How to make sense of the findings

The researchers offer some interpretation of why dark traits might function as resources. Someone high in Machiavellianism, they suggest, may stay focused on strategic, bottom-line goals while others around them grow emotional. Someone high in narcissism may draw on stable self-confidence when a boss withholds recognition. And because all three traits involve a cynical or self-focused view of other people, a toxic boss may simply confirm what these employees already expect from the world, sparing them the jolt that a more trusting person feels.

The authors also noticed that employees high in Dark Triad traits tended to rate their supervisors as more toxic in the first place. They float the possibility that people with these traits may project their own outlook onto others, a pattern sometimes called consensus bias. They are careful to note this does not explain why the same employees still fared better on well-being and advancement.

Practical takeaways and caveats

The researchers are explicit that they are not recommending anyone become more callous or manipulative to cope with a bad boss. Instead, they suggest that some non-toxic features connected to these traits might be cultivated by ordinary employees. Building self-confidence through skills training or development programs, for example, might supply some of the self-assuredness that appears to help narcissistic employees. Keeping a strategic focus on doing the job well and advancing one’s career might serve as an emotional buffer in the way it seems to for those high in Machiavellianism.

For organizations, the authors point to a blunter lesson. Because every group of employees reported more distress and stronger intentions to quit under toxic supervisors, they recommend that companies regularly survey workers about their managers as a way to detect and address the problem early.

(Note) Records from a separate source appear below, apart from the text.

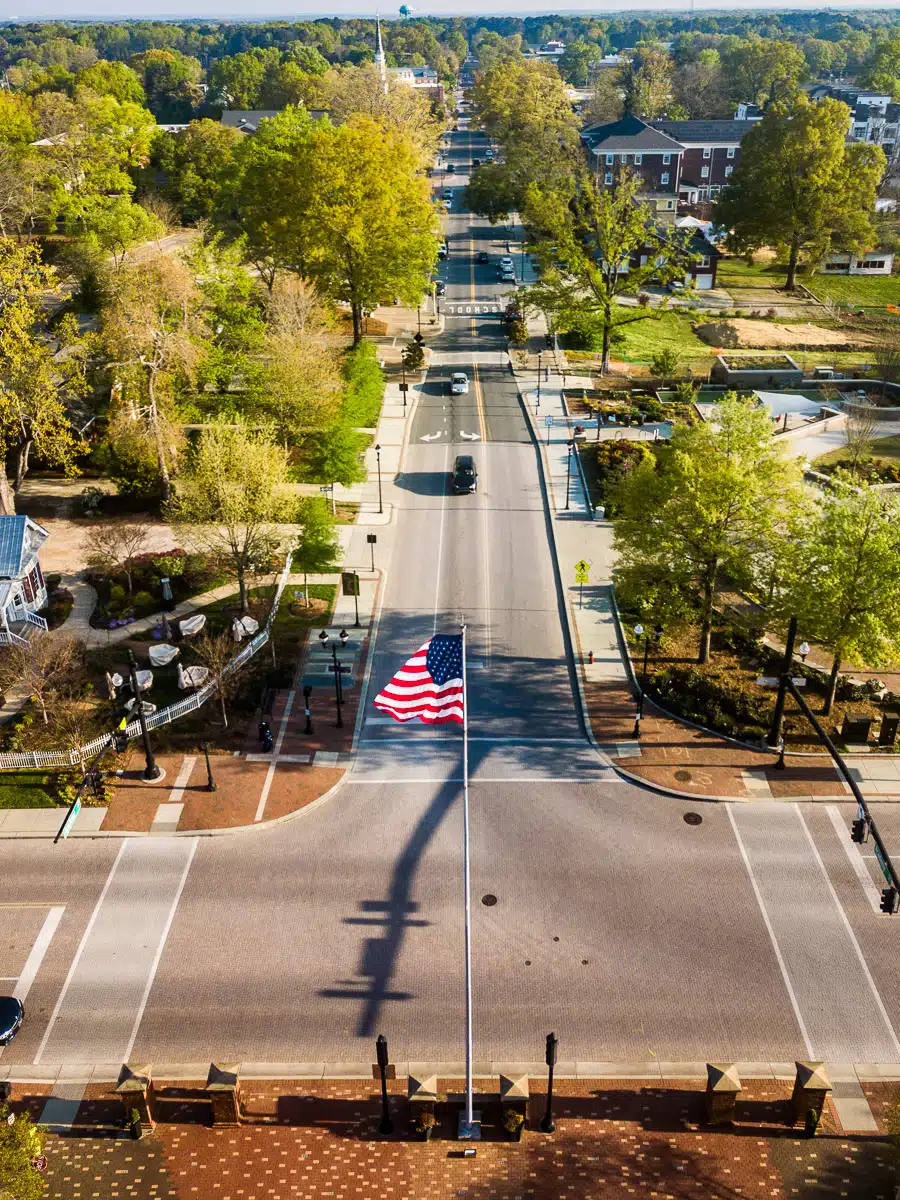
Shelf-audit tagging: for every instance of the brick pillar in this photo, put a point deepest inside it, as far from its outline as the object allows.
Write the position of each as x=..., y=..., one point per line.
x=222, y=1087
x=136, y=1089
x=723, y=1091
x=810, y=1090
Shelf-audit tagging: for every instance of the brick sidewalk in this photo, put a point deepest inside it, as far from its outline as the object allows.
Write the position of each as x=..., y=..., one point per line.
x=316, y=1139
x=678, y=757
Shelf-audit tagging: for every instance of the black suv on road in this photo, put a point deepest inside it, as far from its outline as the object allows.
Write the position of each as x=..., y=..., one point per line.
x=465, y=478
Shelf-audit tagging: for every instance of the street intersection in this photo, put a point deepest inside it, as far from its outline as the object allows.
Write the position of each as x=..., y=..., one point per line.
x=633, y=934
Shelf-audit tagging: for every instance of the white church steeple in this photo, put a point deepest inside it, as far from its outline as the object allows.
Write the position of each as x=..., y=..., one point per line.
x=381, y=61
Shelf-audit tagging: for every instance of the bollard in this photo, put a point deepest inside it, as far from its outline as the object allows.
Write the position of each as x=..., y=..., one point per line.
x=723, y=1091
x=222, y=1090
x=810, y=1091
x=136, y=1090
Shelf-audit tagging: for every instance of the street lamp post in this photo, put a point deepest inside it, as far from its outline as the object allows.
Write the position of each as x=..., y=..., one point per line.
x=657, y=635
x=210, y=780
x=387, y=1126
x=550, y=1057
x=151, y=769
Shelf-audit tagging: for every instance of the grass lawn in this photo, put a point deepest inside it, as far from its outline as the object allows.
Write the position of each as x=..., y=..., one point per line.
x=883, y=450
x=643, y=339
x=862, y=291
x=25, y=790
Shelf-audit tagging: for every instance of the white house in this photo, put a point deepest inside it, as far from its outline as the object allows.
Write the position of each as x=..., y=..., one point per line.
x=23, y=591
x=875, y=262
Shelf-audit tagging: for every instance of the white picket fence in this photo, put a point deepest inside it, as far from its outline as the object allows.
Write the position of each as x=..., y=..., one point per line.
x=57, y=760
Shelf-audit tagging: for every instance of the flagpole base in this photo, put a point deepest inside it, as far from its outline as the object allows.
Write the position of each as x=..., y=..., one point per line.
x=469, y=1131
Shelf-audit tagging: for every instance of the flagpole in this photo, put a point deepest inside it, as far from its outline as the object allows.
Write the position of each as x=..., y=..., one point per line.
x=469, y=1120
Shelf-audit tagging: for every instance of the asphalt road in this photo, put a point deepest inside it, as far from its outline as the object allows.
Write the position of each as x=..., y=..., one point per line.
x=635, y=935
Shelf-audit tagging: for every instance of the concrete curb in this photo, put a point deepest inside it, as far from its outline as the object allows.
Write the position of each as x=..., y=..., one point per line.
x=181, y=1072
x=571, y=627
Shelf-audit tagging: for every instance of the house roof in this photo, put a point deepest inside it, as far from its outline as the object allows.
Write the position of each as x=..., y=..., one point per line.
x=703, y=132
x=631, y=135
x=21, y=538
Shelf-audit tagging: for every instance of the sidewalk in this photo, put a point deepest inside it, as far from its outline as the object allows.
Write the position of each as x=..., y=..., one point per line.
x=670, y=755
x=318, y=1138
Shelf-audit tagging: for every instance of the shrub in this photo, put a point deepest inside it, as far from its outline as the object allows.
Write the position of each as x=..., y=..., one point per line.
x=365, y=387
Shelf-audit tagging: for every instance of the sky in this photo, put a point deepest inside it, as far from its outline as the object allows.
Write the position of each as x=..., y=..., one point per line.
x=232, y=10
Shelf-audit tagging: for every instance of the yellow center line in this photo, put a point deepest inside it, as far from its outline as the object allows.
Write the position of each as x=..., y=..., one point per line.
x=479, y=402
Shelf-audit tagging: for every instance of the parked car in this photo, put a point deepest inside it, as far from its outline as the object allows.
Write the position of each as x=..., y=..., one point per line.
x=465, y=477
x=11, y=1017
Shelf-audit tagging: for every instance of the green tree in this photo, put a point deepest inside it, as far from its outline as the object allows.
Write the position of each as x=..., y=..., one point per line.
x=606, y=101
x=21, y=1143
x=317, y=550
x=801, y=187
x=198, y=162
x=576, y=61
x=841, y=576
x=881, y=71
x=649, y=88
x=701, y=514
x=114, y=223
x=113, y=79
x=763, y=70
x=35, y=390
x=334, y=456
x=235, y=498
x=586, y=244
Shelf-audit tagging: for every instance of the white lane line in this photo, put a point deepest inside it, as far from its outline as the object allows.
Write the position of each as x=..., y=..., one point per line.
x=276, y=750
x=775, y=947
x=160, y=948
x=79, y=952
x=856, y=858
x=441, y=543
x=851, y=935
x=33, y=963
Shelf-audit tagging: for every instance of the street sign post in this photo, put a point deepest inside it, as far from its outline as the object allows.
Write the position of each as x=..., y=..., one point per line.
x=71, y=816
x=581, y=579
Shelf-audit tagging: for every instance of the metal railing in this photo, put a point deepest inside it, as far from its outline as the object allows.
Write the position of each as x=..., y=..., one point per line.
x=60, y=760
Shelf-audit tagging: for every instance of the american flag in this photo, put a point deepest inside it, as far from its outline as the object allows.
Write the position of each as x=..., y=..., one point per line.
x=429, y=685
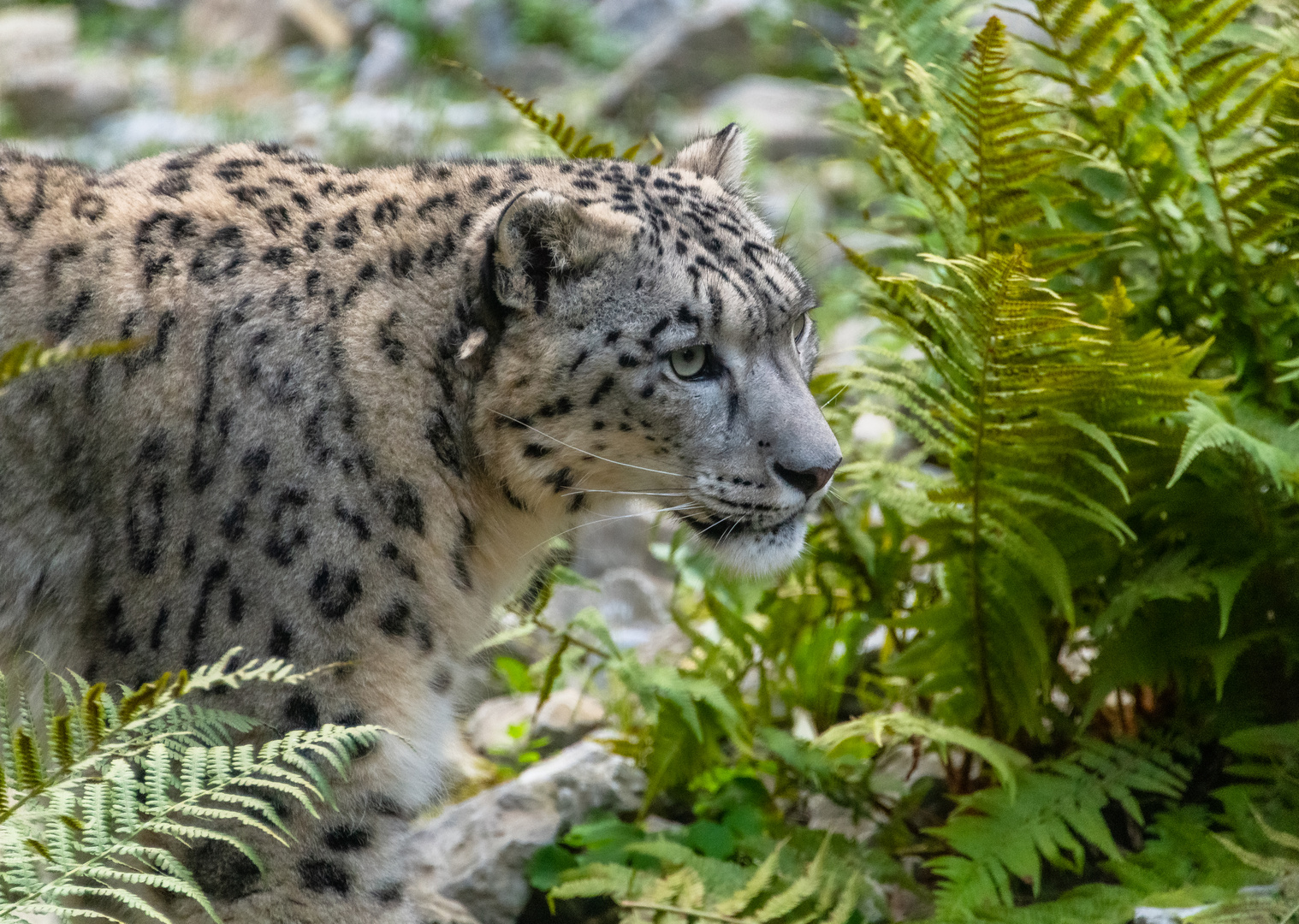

Several limits are worth keeping in mind. Most measures were collected at a single point in time and relied on self-reports, aside from the coworker checks on supervisor behavior, which means some of the links could be inflated. The follow-up on career advancement reached fewer than half the original participants. And the design cannot establish cause and effect, so it is more accurate to say that dark traits were associated with better outcomes than to say they produced them. The authors also acknowledge they could not fully verify that an independent coworker, rather than the participant, completed the second survey. They frame their results as a step toward understanding employee resilience rather than a final word on how to survive a difficult boss.